Diabetes. 2013 Jul;62(7):2471-80. doi: 10.2337/db12-1001. Epub 2013 Apr 8.
Conversion of one terminally differentiated cell type into another (or transdifferentiation) usually requires the forced expression of key transcription factors. We examined the plasticity of human insulin-producing β-cells in a model of islet cell aggregate formation. Here, we show that primary human β-cells can undergo a conversion into glucagon-producing α-cells without introduction of any genetic modification. The process occurs within days as revealed by lentivirus-mediated β-cell lineage tracing. Converted cells are indistinguishable from native α-cells based on ultrastructural morphology and maintain their α-cell phenotype after transplantation in vivo. Transition of β-cells into α-cells occurs after β-cell degranulation and is characterized by the presence of β-cell-specific transcription factors Pdx1 and Nkx6.1 in glucagon(+) cells. Finally, we show that lentivirus-mediated knockdown of Arx, a determinant of the α-cell lineage, inhibits the conversion. Our findings reveal an unknown plasticity of human adult endocrine cells that can be modulated. This endocrine cell plasticity could have implications for islet development, (patho)physiology, and regeneration.

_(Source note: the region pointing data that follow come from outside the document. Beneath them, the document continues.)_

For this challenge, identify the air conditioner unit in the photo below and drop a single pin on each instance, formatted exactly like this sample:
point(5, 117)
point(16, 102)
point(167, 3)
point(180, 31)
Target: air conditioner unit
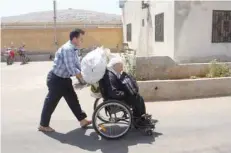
point(121, 3)
point(144, 5)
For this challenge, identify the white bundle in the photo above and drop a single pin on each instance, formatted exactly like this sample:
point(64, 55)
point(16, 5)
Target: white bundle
point(93, 65)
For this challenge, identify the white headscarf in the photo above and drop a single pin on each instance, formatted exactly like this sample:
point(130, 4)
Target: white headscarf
point(112, 62)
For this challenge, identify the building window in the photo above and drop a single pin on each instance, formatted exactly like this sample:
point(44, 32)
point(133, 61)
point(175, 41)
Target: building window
point(159, 27)
point(129, 32)
point(221, 26)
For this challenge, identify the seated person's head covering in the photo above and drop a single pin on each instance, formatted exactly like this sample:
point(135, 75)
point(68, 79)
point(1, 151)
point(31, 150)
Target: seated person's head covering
point(115, 65)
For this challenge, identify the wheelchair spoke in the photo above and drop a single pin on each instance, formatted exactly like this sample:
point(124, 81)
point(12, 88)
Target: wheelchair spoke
point(115, 123)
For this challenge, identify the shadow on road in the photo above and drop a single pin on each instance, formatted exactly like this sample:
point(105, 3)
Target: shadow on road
point(93, 142)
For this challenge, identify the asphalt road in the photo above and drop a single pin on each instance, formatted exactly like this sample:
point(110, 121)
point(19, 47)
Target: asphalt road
point(190, 126)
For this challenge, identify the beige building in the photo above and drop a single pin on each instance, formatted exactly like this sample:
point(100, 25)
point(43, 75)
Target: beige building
point(186, 31)
point(36, 30)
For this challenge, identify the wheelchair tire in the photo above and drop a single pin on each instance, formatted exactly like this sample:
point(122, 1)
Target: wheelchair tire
point(96, 103)
point(95, 106)
point(105, 104)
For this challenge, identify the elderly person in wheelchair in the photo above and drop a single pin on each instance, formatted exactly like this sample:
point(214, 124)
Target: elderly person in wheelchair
point(119, 88)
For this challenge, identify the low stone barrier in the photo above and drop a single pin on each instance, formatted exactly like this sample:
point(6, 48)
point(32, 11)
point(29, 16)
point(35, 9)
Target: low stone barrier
point(185, 88)
point(163, 68)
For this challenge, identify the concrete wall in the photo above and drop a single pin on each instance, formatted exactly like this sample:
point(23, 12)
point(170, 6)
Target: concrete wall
point(165, 48)
point(193, 32)
point(160, 68)
point(42, 40)
point(132, 13)
point(184, 89)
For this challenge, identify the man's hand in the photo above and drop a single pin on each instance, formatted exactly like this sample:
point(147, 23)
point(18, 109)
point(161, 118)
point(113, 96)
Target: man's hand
point(80, 79)
point(79, 76)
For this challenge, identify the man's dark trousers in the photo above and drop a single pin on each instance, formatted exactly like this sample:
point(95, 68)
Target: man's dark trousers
point(60, 87)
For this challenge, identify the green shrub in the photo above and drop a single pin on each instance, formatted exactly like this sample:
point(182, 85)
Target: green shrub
point(194, 77)
point(218, 70)
point(130, 66)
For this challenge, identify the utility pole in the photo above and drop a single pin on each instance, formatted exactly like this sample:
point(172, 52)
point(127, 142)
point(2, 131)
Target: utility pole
point(55, 31)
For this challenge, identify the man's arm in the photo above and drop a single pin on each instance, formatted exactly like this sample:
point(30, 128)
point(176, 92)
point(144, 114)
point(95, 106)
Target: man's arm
point(112, 88)
point(70, 61)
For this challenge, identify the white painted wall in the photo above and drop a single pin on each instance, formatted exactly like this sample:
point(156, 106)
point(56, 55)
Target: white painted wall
point(193, 32)
point(132, 13)
point(165, 48)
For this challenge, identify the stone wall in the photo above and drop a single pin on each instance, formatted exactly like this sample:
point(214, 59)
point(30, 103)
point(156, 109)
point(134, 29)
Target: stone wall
point(42, 40)
point(162, 68)
point(185, 89)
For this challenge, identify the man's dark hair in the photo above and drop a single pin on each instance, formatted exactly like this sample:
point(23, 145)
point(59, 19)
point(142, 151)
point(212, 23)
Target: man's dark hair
point(75, 33)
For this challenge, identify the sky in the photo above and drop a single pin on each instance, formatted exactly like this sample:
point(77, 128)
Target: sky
point(10, 8)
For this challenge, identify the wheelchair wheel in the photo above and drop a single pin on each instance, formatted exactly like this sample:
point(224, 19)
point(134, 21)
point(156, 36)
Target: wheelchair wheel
point(118, 119)
point(97, 102)
point(101, 115)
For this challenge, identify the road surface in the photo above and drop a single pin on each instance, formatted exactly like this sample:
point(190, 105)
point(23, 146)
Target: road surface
point(190, 126)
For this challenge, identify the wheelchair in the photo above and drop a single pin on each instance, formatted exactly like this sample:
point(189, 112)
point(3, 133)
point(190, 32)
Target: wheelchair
point(112, 119)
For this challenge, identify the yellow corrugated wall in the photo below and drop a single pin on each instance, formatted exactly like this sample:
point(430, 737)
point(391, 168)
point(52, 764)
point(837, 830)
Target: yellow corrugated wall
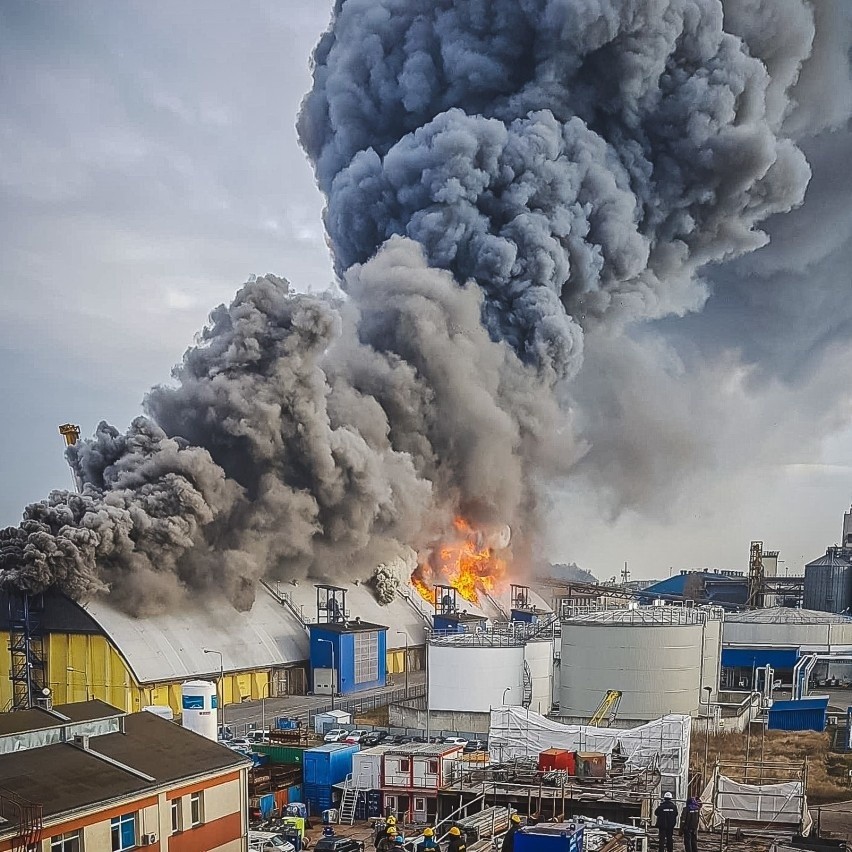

将一种终末分化的细胞类型转化为另一种类型(或转分化)通常需要强制表达关键转录因子。我们在胰岛细胞聚集体形成模型中研究了人胰岛素产生β细胞的可塑性。在这里,我们显示原代人β细胞可以在不引入任何遗传修饰的情况下转化为产生胰高血糖素的α细胞。该过程在几天内发生,如慢病毒介导的β细胞谱系追踪所示。基于超微结构形态,转化细胞与天然α细胞无法区分,并在体内移植后保持其α细胞表型。β细胞向α细胞的转化发生在β细胞脱颗粒之后,其特征是β细胞特异性转录因子 Pdx1 和 Nkx6.1 在胰高血糖素(+)细胞中存在。最后,我们表明,慢病毒介导的 Arx(α细胞谱系的决定因素)敲低抑制了转化。我们的发现揭示了人类成年内分泌细胞的未知可塑性,可以进行调节。这种内分泌细胞的可塑性可能对胰岛发育、(病理)生理学和再生具有重要意义。